I think that is because something beneficial to my well being occurred earlier this year. My intentional community observes a period of abstaining from something pleasurable for a period of time that is not insignificant. This year was the first time I had decided to observe this period and was successful in completing it. I abstained from having the radio on or listen to anything else while I was driving, which is at least an hour and sometimes much more each day. It was an opportunity to be quiet for an extended period of time. It allowed me to be more mindful, in the moment and also to be more contemplative. Soon after I began this practice of discipline I discovered that I actually felt better, calmer and more centered. I felt in balance.

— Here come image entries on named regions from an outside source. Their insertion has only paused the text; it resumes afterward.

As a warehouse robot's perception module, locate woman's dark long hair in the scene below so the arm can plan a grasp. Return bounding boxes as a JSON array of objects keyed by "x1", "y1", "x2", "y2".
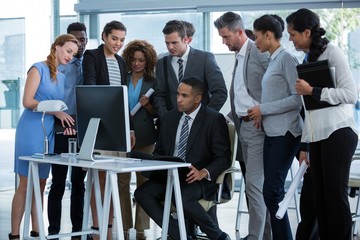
[{"x1": 286, "y1": 8, "x2": 329, "y2": 62}]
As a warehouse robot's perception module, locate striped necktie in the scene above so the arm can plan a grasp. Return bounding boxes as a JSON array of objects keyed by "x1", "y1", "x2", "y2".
[
  {"x1": 178, "y1": 58, "x2": 184, "y2": 82},
  {"x1": 178, "y1": 116, "x2": 191, "y2": 159}
]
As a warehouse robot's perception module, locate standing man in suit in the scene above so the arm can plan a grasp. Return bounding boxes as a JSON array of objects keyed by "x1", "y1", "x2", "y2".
[
  {"x1": 135, "y1": 77, "x2": 231, "y2": 240},
  {"x1": 154, "y1": 20, "x2": 227, "y2": 119},
  {"x1": 214, "y1": 12, "x2": 271, "y2": 240},
  {"x1": 48, "y1": 22, "x2": 88, "y2": 239}
]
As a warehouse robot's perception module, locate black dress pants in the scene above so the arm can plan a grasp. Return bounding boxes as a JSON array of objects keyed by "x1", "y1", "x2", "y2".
[{"x1": 48, "y1": 134, "x2": 86, "y2": 234}]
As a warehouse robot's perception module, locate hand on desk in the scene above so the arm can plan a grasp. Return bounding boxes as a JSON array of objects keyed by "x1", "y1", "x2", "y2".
[{"x1": 186, "y1": 165, "x2": 208, "y2": 183}]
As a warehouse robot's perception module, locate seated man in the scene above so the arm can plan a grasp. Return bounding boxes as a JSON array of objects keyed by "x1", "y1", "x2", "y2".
[{"x1": 135, "y1": 77, "x2": 231, "y2": 240}]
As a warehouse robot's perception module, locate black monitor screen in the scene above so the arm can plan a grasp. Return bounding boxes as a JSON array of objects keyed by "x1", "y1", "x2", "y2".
[{"x1": 76, "y1": 85, "x2": 131, "y2": 152}]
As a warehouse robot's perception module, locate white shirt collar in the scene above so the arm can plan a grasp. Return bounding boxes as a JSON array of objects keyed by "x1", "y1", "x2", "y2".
[{"x1": 181, "y1": 103, "x2": 201, "y2": 120}]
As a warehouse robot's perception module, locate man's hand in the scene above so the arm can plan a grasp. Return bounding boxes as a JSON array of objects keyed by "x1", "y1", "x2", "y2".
[
  {"x1": 186, "y1": 165, "x2": 208, "y2": 183},
  {"x1": 299, "y1": 151, "x2": 310, "y2": 166},
  {"x1": 130, "y1": 131, "x2": 136, "y2": 148}
]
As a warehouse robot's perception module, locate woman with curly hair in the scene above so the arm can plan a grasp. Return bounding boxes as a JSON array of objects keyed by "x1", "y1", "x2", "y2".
[
  {"x1": 286, "y1": 8, "x2": 358, "y2": 240},
  {"x1": 9, "y1": 34, "x2": 78, "y2": 239},
  {"x1": 119, "y1": 40, "x2": 157, "y2": 240}
]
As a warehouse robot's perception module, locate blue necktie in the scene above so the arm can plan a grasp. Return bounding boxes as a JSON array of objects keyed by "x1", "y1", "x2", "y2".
[
  {"x1": 178, "y1": 116, "x2": 191, "y2": 159},
  {"x1": 178, "y1": 58, "x2": 184, "y2": 82}
]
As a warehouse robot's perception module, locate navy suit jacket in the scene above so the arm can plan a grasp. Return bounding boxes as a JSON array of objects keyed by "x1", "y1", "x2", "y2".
[
  {"x1": 83, "y1": 44, "x2": 126, "y2": 85},
  {"x1": 154, "y1": 105, "x2": 231, "y2": 200},
  {"x1": 154, "y1": 47, "x2": 227, "y2": 117},
  {"x1": 127, "y1": 73, "x2": 156, "y2": 147}
]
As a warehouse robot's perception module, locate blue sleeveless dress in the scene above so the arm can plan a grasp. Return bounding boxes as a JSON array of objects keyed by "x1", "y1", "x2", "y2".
[{"x1": 14, "y1": 62, "x2": 65, "y2": 179}]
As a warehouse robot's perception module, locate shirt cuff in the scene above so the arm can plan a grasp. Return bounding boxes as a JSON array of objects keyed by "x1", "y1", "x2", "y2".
[{"x1": 204, "y1": 168, "x2": 211, "y2": 181}]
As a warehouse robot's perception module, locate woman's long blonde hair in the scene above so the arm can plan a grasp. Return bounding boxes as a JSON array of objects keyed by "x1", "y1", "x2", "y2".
[{"x1": 46, "y1": 34, "x2": 79, "y2": 81}]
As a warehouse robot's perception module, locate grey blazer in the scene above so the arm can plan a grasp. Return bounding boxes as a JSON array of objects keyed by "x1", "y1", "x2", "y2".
[
  {"x1": 230, "y1": 40, "x2": 269, "y2": 139},
  {"x1": 154, "y1": 47, "x2": 227, "y2": 117},
  {"x1": 126, "y1": 74, "x2": 156, "y2": 147}
]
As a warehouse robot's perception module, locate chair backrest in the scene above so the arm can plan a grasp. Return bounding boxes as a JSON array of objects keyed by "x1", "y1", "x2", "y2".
[{"x1": 199, "y1": 123, "x2": 238, "y2": 211}]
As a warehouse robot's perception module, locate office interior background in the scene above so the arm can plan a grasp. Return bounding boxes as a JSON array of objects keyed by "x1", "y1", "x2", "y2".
[
  {"x1": 0, "y1": 0, "x2": 360, "y2": 237},
  {"x1": 0, "y1": 0, "x2": 360, "y2": 129}
]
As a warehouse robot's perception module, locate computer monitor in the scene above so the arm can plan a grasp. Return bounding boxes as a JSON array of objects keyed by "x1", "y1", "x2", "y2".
[{"x1": 75, "y1": 85, "x2": 131, "y2": 161}]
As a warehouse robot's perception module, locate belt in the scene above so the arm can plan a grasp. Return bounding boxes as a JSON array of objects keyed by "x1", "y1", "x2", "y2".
[{"x1": 240, "y1": 115, "x2": 251, "y2": 122}]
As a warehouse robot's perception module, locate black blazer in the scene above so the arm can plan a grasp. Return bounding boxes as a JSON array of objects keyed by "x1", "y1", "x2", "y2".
[
  {"x1": 154, "y1": 47, "x2": 227, "y2": 118},
  {"x1": 154, "y1": 105, "x2": 231, "y2": 200},
  {"x1": 83, "y1": 44, "x2": 126, "y2": 85},
  {"x1": 127, "y1": 73, "x2": 156, "y2": 147}
]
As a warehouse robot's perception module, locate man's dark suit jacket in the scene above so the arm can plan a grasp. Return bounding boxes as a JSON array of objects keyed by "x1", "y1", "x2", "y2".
[
  {"x1": 154, "y1": 105, "x2": 231, "y2": 200},
  {"x1": 83, "y1": 44, "x2": 126, "y2": 85},
  {"x1": 154, "y1": 47, "x2": 227, "y2": 117}
]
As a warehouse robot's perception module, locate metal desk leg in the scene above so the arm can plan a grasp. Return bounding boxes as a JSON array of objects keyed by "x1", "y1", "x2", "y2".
[
  {"x1": 169, "y1": 168, "x2": 187, "y2": 240},
  {"x1": 23, "y1": 161, "x2": 45, "y2": 240},
  {"x1": 81, "y1": 169, "x2": 93, "y2": 240},
  {"x1": 81, "y1": 169, "x2": 102, "y2": 240},
  {"x1": 100, "y1": 171, "x2": 124, "y2": 240},
  {"x1": 161, "y1": 169, "x2": 177, "y2": 240},
  {"x1": 23, "y1": 162, "x2": 37, "y2": 238}
]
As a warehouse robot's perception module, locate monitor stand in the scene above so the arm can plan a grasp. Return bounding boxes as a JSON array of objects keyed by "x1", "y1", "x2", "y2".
[{"x1": 77, "y1": 118, "x2": 100, "y2": 161}]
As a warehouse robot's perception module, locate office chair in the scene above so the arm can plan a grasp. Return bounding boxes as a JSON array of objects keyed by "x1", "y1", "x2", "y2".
[{"x1": 188, "y1": 123, "x2": 239, "y2": 239}]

So I began to do this again last week on several occasions and found that once again I felt more serene than I ususally do on my way to and from work.This is what led me to extend this practice to other times in my day. Over the past week again I have come home and kept the media circus turned off. Patty and I talk more and I am feeling very positive about this.
I have been more able to see options as opposed to fighting to find the one right answer to any given situation.

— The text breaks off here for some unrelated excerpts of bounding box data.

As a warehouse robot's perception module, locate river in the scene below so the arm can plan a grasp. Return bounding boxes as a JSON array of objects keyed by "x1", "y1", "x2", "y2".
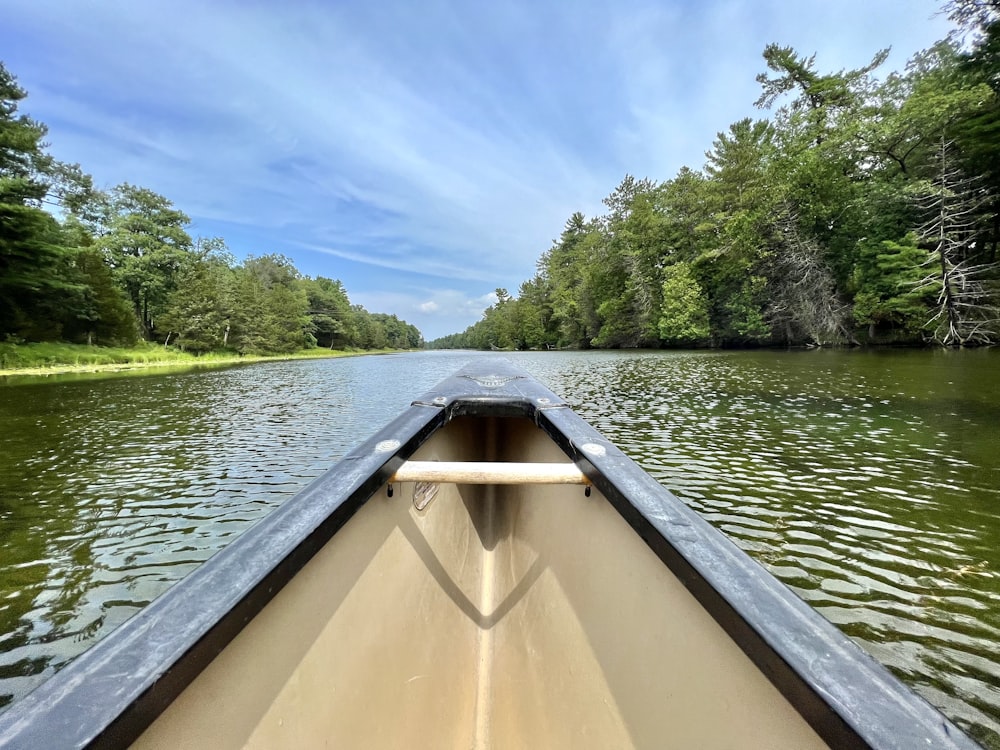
[{"x1": 0, "y1": 350, "x2": 1000, "y2": 748}]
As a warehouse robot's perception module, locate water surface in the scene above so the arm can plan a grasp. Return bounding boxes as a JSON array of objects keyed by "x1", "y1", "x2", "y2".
[{"x1": 0, "y1": 351, "x2": 1000, "y2": 748}]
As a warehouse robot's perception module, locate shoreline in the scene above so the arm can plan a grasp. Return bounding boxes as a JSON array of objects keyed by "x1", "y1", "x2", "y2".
[{"x1": 0, "y1": 349, "x2": 412, "y2": 381}]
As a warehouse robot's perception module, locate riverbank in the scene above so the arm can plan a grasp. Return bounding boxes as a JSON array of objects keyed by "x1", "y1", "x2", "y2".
[{"x1": 0, "y1": 343, "x2": 395, "y2": 377}]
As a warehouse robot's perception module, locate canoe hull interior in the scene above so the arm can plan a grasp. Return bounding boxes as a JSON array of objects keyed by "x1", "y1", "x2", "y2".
[{"x1": 136, "y1": 417, "x2": 827, "y2": 749}]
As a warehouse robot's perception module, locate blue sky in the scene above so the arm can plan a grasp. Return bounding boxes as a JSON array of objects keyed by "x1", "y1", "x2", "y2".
[{"x1": 0, "y1": 0, "x2": 950, "y2": 338}]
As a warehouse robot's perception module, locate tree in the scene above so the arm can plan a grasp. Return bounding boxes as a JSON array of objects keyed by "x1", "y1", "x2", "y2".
[
  {"x1": 97, "y1": 183, "x2": 192, "y2": 339},
  {"x1": 302, "y1": 276, "x2": 356, "y2": 349},
  {"x1": 658, "y1": 261, "x2": 711, "y2": 345},
  {"x1": 918, "y1": 138, "x2": 1000, "y2": 346},
  {"x1": 158, "y1": 255, "x2": 235, "y2": 353},
  {"x1": 232, "y1": 255, "x2": 316, "y2": 354},
  {"x1": 0, "y1": 63, "x2": 81, "y2": 340},
  {"x1": 755, "y1": 44, "x2": 889, "y2": 146},
  {"x1": 853, "y1": 233, "x2": 935, "y2": 342}
]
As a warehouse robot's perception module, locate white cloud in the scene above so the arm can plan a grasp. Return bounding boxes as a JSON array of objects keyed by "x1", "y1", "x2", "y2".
[{"x1": 0, "y1": 0, "x2": 947, "y2": 340}]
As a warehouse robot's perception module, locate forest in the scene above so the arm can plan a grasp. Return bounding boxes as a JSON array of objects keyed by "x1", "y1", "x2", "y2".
[
  {"x1": 0, "y1": 63, "x2": 423, "y2": 354},
  {"x1": 430, "y1": 0, "x2": 1000, "y2": 349}
]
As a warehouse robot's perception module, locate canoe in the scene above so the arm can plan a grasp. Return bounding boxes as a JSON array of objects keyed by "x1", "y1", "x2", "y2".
[{"x1": 0, "y1": 359, "x2": 977, "y2": 750}]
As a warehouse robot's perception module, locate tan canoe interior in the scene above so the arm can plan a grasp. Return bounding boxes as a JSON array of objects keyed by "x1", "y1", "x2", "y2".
[{"x1": 137, "y1": 418, "x2": 826, "y2": 750}]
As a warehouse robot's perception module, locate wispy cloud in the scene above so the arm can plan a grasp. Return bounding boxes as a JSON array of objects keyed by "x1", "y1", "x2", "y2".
[{"x1": 0, "y1": 0, "x2": 947, "y2": 336}]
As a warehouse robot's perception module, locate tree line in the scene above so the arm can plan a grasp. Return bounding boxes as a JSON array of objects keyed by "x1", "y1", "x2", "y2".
[
  {"x1": 0, "y1": 63, "x2": 423, "y2": 354},
  {"x1": 430, "y1": 0, "x2": 1000, "y2": 349}
]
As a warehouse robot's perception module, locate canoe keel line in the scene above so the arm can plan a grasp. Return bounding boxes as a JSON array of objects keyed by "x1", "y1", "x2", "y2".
[{"x1": 0, "y1": 360, "x2": 977, "y2": 750}]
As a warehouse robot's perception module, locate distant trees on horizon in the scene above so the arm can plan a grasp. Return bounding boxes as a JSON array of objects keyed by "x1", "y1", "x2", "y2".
[
  {"x1": 430, "y1": 0, "x2": 1000, "y2": 349},
  {"x1": 0, "y1": 63, "x2": 423, "y2": 353}
]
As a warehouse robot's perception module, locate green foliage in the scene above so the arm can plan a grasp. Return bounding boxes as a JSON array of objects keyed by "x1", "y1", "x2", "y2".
[
  {"x1": 0, "y1": 58, "x2": 423, "y2": 357},
  {"x1": 432, "y1": 22, "x2": 1000, "y2": 348},
  {"x1": 658, "y1": 262, "x2": 711, "y2": 345},
  {"x1": 854, "y1": 234, "x2": 939, "y2": 341}
]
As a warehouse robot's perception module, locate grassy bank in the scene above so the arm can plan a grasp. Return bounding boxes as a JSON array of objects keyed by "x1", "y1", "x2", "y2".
[{"x1": 0, "y1": 342, "x2": 384, "y2": 376}]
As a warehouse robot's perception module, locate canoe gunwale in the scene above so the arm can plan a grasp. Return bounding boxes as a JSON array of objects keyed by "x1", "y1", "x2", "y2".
[{"x1": 0, "y1": 358, "x2": 979, "y2": 749}]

As it is written in the chinese book The Tao Te Ching (The Book of Changes), the softest substance in the world overcomes the hardest; water wears away stone. Adopting a more mindful and more contemplative life is a good way to become more receptive to more options to choose from. Fighting for that "one right solution" actually can become a barrier to progress.

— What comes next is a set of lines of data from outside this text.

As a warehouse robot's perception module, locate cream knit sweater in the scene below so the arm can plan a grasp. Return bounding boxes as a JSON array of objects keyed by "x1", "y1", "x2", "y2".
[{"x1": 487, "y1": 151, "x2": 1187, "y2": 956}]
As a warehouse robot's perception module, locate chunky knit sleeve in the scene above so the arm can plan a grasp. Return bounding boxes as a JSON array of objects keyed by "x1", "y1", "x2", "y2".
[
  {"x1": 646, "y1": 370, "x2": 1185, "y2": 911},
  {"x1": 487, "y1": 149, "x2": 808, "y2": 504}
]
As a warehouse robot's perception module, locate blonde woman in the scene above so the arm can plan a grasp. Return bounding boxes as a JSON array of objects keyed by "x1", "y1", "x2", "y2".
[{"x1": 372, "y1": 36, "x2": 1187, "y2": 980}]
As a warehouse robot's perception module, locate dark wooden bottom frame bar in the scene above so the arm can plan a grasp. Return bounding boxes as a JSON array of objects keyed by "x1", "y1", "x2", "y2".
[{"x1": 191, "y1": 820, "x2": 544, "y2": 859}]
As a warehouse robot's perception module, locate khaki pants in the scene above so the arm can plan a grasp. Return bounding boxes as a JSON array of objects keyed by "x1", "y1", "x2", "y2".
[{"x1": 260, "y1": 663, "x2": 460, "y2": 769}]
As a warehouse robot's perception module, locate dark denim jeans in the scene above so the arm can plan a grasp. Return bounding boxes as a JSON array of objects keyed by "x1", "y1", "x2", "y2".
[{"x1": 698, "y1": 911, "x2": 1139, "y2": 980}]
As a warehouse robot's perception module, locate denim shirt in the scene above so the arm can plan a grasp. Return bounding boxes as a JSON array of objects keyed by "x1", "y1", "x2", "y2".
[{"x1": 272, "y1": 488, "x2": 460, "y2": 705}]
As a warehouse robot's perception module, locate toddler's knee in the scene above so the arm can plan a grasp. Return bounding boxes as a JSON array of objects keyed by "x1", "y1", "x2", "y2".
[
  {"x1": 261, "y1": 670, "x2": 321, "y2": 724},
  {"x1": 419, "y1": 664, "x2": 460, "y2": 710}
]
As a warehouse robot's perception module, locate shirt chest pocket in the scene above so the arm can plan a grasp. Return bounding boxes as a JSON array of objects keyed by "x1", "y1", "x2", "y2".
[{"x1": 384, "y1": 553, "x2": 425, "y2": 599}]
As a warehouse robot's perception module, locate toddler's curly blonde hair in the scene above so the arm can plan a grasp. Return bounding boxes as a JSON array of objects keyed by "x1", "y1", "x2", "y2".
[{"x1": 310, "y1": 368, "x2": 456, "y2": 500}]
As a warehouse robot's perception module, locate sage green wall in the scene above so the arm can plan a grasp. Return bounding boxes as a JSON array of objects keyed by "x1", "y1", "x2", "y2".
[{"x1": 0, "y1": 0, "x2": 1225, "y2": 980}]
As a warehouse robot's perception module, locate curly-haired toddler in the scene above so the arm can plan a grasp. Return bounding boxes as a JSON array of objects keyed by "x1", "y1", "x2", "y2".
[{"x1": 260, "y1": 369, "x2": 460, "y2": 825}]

Another result of seeking quiet and becoming more contemplative is to put away the book project I have been working on in favor of a new idea I had for a different book with a different audience in mind. It seems to be writing itself right now. I think this new project will help transsexuals in transition experience a higher quality of life during a very stressful life stage.
I am also changing my workshop and I think it will be better because I think it will engage more people to try a more contemplative approach not only to their transition, but also to their life in a holistic manner.
I hope to see many of you at the Southern Comfort Conference in Atlanta near the end of September.